Giorgio Carimati, plenipotenziario regista difensivo dei processi Solvay sparsi per la penisola, ha messo a punto con Bernard de Laguiche e Pierre Jaques Joris, i padroni belgi, imputati, una lettera ai giornali, a firma di Stefano Bigini, direttore dello stabilimento di Spinetta Marengo, anche lui imputato ad Alessandria, fra gli otto, per avvelenamento doloso delle acque e dolosa omessa bonifica: anche 15 anni di reclusione.
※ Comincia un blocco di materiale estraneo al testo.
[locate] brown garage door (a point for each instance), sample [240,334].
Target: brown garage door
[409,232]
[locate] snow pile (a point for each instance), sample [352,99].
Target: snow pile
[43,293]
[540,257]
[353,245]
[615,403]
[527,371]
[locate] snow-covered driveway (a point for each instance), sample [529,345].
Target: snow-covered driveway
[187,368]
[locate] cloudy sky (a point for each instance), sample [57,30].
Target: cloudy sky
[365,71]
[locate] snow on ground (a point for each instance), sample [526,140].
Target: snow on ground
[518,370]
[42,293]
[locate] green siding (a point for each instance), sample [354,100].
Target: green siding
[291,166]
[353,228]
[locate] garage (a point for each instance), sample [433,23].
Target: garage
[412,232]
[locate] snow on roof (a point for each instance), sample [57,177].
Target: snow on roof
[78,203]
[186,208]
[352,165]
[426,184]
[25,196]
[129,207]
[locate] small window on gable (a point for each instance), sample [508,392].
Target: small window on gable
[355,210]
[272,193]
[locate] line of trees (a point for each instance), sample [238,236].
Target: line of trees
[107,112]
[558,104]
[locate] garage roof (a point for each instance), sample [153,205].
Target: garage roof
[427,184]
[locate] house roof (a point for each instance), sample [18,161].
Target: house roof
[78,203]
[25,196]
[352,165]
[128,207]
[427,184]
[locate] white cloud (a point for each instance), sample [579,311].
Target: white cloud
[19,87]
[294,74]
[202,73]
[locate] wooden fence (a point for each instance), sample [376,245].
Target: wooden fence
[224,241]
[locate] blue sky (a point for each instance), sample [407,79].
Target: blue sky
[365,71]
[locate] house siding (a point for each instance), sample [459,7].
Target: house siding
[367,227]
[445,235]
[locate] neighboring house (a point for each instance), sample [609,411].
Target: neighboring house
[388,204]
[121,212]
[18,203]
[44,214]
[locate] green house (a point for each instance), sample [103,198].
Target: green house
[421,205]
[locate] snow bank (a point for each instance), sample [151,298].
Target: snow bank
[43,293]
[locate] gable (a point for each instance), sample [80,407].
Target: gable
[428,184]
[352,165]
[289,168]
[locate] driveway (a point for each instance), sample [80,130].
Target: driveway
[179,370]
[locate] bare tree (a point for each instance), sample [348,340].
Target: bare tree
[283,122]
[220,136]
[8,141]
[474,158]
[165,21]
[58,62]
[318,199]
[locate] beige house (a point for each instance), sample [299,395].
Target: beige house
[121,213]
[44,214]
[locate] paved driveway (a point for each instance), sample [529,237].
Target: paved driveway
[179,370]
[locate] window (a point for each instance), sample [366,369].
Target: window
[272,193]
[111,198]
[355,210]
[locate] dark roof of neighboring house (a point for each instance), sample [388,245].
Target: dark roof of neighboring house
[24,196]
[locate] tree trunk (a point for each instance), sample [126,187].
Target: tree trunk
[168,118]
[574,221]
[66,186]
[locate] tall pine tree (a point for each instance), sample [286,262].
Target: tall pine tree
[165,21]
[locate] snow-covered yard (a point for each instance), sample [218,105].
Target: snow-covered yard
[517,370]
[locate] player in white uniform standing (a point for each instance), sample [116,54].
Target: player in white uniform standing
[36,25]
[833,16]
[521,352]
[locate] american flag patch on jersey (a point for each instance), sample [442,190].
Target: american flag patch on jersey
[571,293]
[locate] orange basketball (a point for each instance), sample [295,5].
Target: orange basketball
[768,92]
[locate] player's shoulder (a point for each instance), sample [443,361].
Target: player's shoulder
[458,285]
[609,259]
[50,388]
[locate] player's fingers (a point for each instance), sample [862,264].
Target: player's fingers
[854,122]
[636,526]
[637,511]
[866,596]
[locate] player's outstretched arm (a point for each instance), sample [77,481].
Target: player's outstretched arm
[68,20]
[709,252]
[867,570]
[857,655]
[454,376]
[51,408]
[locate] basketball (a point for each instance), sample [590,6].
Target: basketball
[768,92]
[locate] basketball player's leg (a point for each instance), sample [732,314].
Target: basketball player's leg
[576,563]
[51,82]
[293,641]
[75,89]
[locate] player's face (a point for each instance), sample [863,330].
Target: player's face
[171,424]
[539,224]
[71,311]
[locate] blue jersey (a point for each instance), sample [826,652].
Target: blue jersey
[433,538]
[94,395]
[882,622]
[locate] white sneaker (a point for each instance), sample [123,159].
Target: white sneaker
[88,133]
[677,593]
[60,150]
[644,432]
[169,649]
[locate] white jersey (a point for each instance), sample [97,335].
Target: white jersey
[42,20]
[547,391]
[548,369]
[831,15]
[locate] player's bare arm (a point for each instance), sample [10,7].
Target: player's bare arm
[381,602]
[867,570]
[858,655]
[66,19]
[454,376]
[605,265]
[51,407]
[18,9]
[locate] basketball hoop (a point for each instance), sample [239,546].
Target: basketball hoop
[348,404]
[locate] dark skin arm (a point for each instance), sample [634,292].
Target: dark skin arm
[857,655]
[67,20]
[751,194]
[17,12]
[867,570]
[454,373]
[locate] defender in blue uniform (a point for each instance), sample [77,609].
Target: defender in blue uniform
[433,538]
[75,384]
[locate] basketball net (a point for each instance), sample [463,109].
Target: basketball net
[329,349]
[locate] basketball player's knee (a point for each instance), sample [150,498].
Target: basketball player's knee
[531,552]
La lettera della multinazionale a firma Bigini non è una semplice e abbastanza maldestra autodifesa di un imputato, bensì vuole essere l’esplicita offerta manageriale di un finalizzato dialogo con le istituzioni locali. Fa infatti immediato riferimento alla precedente lettera aperta di SEL: “molto apprezzata”. Perché SEL assume questa importanza? Claudio Lombardi (SEL) era presidente della commissione ambiente del Comune di Alessandria: scomodo per le sue iniziative in relazione al territorio inquinato della Fraschetta. Promoveatur ut amoveatur, Lombardi è stato rimosso dalla sindaco Rossa e promosso a inoffensivo o comodo assessore all’ambiente. In più, SEL conta tra le proprie file l’ex assessore all’ambiente provinciale, Renzo Penna.
Se è chiaro questo filo rosso, è altrettanto palese l’oggetto dello scambio di messaggi: la bonifica del territorio dove sono sotterrate migliaia di tonnellate di almeno 21 veleni tossici e cancerogeni. Ovvero i costi di bonifica. Solvay tende a riproporre il famigeratissimo cosiddetto “Piano Amag” che essa aveva confezionato tramite l’ex presidente Repetto, con lo zampino famelico dell’Università locale. Si tratta di un business che, invece di eliminare gli inquinanti all’origine e a totale carico dell’inquinatore, li scarica all’esterno a spese della collettività inquinata, lascia i veleni dove sono sepolti, non li asporta dal terreno per la bonifica, ma cerca di raccoglierli quando sono già penetrati nelle falde acquifere. Però i 10 o 20 o 40 pozzi spurgo, cosiddetta “barriera”, non riusciranno mai a “succhiare” l’intera falda, ad intercettare ed eliminare totalmente i veleni di cromo e solventi clorurati. Mai, nei secoli a venire. Tramite questo palliativo, unito al monito occupazionale, Solvay potrebbe ritardare la prevista chiusura degli Algofreni e continuare a inquinare mentre la riduzione del danno sarebbe scaricata sulle casse pubbliche, con il contributo simbolico dell’azienda.
A parte l’efficacia, la differenza sostanziale fra un piano di bonifica falso e uno vero, quale quello da noi proposto, è il costo. Una differenza enorme, centinaia di milioni. Di qui, la mano tesa tramite SEL di riesumazione del “piano Repetto” e di riproposizione del “piano di azione già condiviso con gli Enti in un clima dialettico” (sic). Siccome “l’osso” della missiva è il costo della bonifica, Solvay piange per “eredità” di malefatte altrui e fa la faccetta innocente del “capro espiatorio”, sorvola sulle responsabilità di aver dolosamente nascosto e provocato il disastro ecologico di cui è imputata al processo, e tanto più sorvola sugli inquinamenti in corso, es. PFIB e PFOA, di fatto così insultando le vittime: ammalati e parenti dei defunti, negandogli i risarcimenti, tacendo sui procedimenti penali, quello in corso e quelli in avvio. Invece il messaggio Solvay ai politici è “politically correct” nella forma ma esplicito nella sostanza: nel passato avete condiviso il piano di azione, dunque le responsabilità sono anche vostre, anche se quelle penali cadono addosso a noi, vi conviene sviluppare con noi il “Progetto di messa in sicurezza già condiviso”, non pensiate che noi subiremo in silenzio “di fare il capro espiatorio di una situazione da voi ben conosciuta” senza mettere tutte le carte in tavola, “ciascuno deve fare la sua parte”. Peccato che il cosiddetto “Piano di azione”, condiviso e riproposto, sia stato un piano di in-azione, che ha portato al disastro eco sanitario sotto gli occhi di tutti, da noi per decenni denunciato. Perseverare è diabolico, soprattutto criminale.